# First Pen & Pen Press



## Kerux44 (Oct 25, 2007)

Here is my first pen ever. Atlas, Ambrosia Maple.










Here is the pen press that my 11 year old and I had made yesterday. 









Here is Josh's first pen. Slimline, Bubinga. He made this for his mother to give to her Secret Sister.










Here is Josh working at it.


----------



## littlebuddha (Aug 25, 2007)

Hi i love maple, nice pen and i rekon that is a lot better grained than the pic gives out, i see the press a good while back and thought of doing it, does it work well. I use a bit of hard wood i shaped up and put in my pillar drill and use to press works okay but now and then if you don't watch it will mess up. Nice to see you getting your lad into turning, i wanted to be a carpenter from the age of 8, my perants got me full tool kit for christmas when i was 8. My Niece loves to have a go when she comes, made her mum a lace bobbin and was well happy, made a real nice job as well for her first go, a natural. Looks like your lad is going to do some nice work. keep it up..LB.


----------



## Kerux44 (Oct 25, 2007)

Editing post....bye bye.


----------



## Kerux44 (Oct 25, 2007)

littlebuddha said:


> My apolls Kerux44 and to the rest of the forum that might read this LB


No problem, heartless people like that needs a dressing down every once in a while. :boxing: 
He should flow into my dyslexic world for awhile.

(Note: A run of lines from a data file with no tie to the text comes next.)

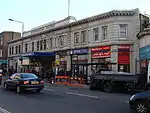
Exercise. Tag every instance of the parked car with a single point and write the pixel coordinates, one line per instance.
(24, 81)
(140, 102)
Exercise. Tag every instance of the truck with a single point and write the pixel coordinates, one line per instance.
(108, 80)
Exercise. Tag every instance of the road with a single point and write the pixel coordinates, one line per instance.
(55, 99)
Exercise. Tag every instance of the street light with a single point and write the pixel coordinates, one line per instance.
(21, 37)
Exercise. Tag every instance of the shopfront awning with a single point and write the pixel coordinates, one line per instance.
(38, 54)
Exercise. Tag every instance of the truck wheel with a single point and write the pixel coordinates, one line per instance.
(107, 87)
(93, 85)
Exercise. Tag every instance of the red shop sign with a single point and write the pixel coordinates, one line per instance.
(123, 57)
(101, 55)
(100, 48)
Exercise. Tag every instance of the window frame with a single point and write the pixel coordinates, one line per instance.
(76, 37)
(123, 31)
(104, 32)
(83, 36)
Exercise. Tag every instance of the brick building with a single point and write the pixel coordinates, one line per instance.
(107, 37)
(4, 38)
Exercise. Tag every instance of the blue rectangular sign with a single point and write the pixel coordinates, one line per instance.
(80, 51)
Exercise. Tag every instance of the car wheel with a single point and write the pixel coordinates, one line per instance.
(141, 107)
(18, 90)
(5, 86)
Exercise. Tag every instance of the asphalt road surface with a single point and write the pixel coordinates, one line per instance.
(54, 99)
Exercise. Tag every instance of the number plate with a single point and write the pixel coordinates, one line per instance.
(34, 82)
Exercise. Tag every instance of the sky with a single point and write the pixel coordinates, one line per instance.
(37, 12)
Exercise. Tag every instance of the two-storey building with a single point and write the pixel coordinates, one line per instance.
(108, 37)
(4, 38)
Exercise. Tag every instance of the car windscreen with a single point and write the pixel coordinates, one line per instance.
(24, 76)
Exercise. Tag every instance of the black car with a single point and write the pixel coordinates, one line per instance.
(24, 81)
(140, 102)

Thanks for the comments, the pen press works just fine, it took only a few hours to do. The only thing I'm starting to contemplate is that little stopper block first pen was just fine, the second pen it wanted to turn in the peg. Not being perfectly center.


----------



## Daren (Oct 14, 2006)

Welcome Kerux44. Cool pen and homemade press. This is bit of a belated welcome, I have seen and liked your other posted pictures. Please continue, I like pictures :thumbsup:.


----------



## joasis (Sep 15, 2006)

Nice work!

Now, if a few of you notice a few posts are no longer here, it is because we will tolerate no personal attacks. If you take exception to this, then feel free to contact the moderators or our administrator, Nathan. We will keep this entire site clean.


----------



## TexasTimbers (Oct 17, 2006)

hey kerux that is a nice piece of work.


----------



## Mitch Cholewinski (Mar 11, 2007)

Kerux
Congratulations on your first pen,well done. You can be proud of yourself for getting your young son involved. I am sure he loved working with his dad. He will remember that pen and the experience of making it forever. Good man Kerux. Mitch


----------